I put the word price in quotations because the province of Alberta has announced plans to tighten its emissions standards under its “Specified Gas Emitters Regulation,” the first-ever policy in Canada to impose some sort of a pricing mechanism on greenhouse gas emissions.

You read that correctly: Alberta, home to the “tar sands” (I prefer the older term “oil sands”), not climate-taxing British Columbia, was the first to impose a price on carbon emissions. In fact, other than Boulder, Colorado’s carbon-tax-like electricity surcharge, this was the first in North America. The catch is that the SGER is not a carbon tax unless one of the specified emitters exceeds a particular emissions “intensity,” a measure of emissions per unit of production. The requirement was a twelve percent reduction from baseline levels.

The bottom line was that emitters were only required to become more efficient with their greenhouse gas emissions, rather than actually reduce them. The price for being unable to sufficiently reduce emissions was $15 per ton of emissions over the required levels (12% below baseline), working out to a pretty low average cost of under $2 per ton. So this is not a carbon tax, but still, Alberta–which passed the legislation in 2003 and implemented the regulation in 2007–was first. Now, Alberta has announced that they will ratchet up both the price; from $15 per tonne (that’s “ton” in Canadian) to $30 per tonne, and the reduction from baseline–from 12% to 20%–by 2017. That is a welcome first step.

Earlier, in June, newly-elected Alberta Premier Rachel Notley announced that she would seek help on environmental policy from the national and Ontario offices of her New Democratic Party, a party that occupies a very liberal political left in Canada. Alas, the NDP’s climate policy positions have proven to be a bit facile. The national NDP leader, Thomas Mulcair, has called for cap-and-trade because “polluters [should] pay for the pollution they create instead of leaving those costs to the next generation.” There has always been a “for-the-little-guy-against-the-big-guy” populism in the NDP, and, unfortunately, climate policy has been similarly hostage to this party principle. Although the NDP has historically been a very green party, it opposed British Columbia’s carbon tax on the grounds that it hurt individuals. Perhaps this will change somewhat now that the Premier has asked University of Alberta economist Andrew Leach to chair a climate advisory panel to help devise a new provincial climate policy.

Expect some change. The new Premier has said she’s not a big fan of the current regulatory scheme, so this recent announcement is likely just a stopgap. She is also reported to be skeptical that a cap-and-trade plan is right for Alberta, so that leaves …. hmm, a carbon tax? Chair-designate Leach has written quite sensibly in the past that carbon pricing is not a “panacea,” but that depends on the stringency of the tax and the context in which it is imposed.
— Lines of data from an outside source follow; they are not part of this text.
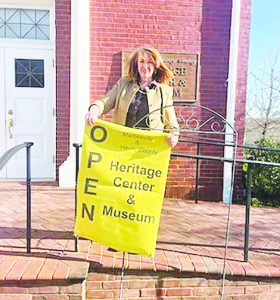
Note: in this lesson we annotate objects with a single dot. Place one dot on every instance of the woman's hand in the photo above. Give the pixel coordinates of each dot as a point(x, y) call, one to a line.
point(92, 115)
point(173, 140)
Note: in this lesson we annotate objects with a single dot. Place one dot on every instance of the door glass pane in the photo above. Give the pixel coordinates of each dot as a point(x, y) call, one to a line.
point(29, 73)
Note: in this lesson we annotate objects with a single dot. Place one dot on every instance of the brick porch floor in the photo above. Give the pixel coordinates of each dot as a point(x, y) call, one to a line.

At this point, it is hard to imagine any kind of scheme that is not a plain old carbon tax. Alberta will probably not try to one-up its neighbor, but seems likely to eventually accept a provincial carbon tax like British Columbia’s. Trying to imagine some regulatory scheme to regulate Alberta’s specified gas emitters strikes me as anachronistic. What could you possibly tell Alberta’s eight coal-fired power plants besides simply, “shut down”? What kind of a standard would be applied–above and beyond the already existing federal plan–to phase them out? What about gas plants? What would their standard be, and why?

I am hard-pressed to imagine a climate policy for Alberta other than a carbon tax.